Notably, the nonferrous metals sector's strong performance partly bolstered the Shanghai Composite Index. Wind data showed that most of the top ten stocks contributing to the index's gains today were from this sector.

On a daily chart basis, despite recent volatile rebounds, the Shanghai Composite Index has quietly notched seven consecutive positive sessions. Although a few sessions included false gains, this marks the latest and longest winning streak since the 17-session rally ended in mid-January.

A Pacific Securities report suggested that when risks are hard to control, reducing positions may be the optimal strategy before the Spring Festival.
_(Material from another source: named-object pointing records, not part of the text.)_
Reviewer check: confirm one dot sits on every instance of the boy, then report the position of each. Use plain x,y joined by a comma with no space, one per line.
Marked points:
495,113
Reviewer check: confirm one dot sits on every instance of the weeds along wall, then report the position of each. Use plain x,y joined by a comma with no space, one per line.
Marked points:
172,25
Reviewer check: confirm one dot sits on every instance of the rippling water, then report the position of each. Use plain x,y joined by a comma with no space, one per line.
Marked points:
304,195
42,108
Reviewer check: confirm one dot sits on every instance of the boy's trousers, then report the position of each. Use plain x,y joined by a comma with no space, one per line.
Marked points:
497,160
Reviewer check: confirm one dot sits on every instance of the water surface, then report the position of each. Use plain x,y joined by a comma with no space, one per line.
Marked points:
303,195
It emphasized prioritizing win rates and risk-reward ratios. Given elevated uncertainties and extended holiday exposure, aggressive positioning could lead to significant potential drawdowns, akin to "seeking victory after already losing."

Huaxi Securities noted that after Monday's surge, the market entered a "cooling-off period," characterized by low-volume fluctuations—active in themes but lacking broad momentum. Statistical analysis indicates post-holiday markets tend to be more vibrant. The average volume ratio for rising days in the 20 sessions after Spring Festival is 1.2, notably higher than the usual 1.04; for declining days, it's 1.13, above the typical 0.97. This implies that, on average, capital reacts more sharply to market shifts after the holiday. Positive developments during the break could catalyze strong thematic trends post-holiday, as seen with AI and robotics themes that dominated trading for nearly a month after the January 2025 festival.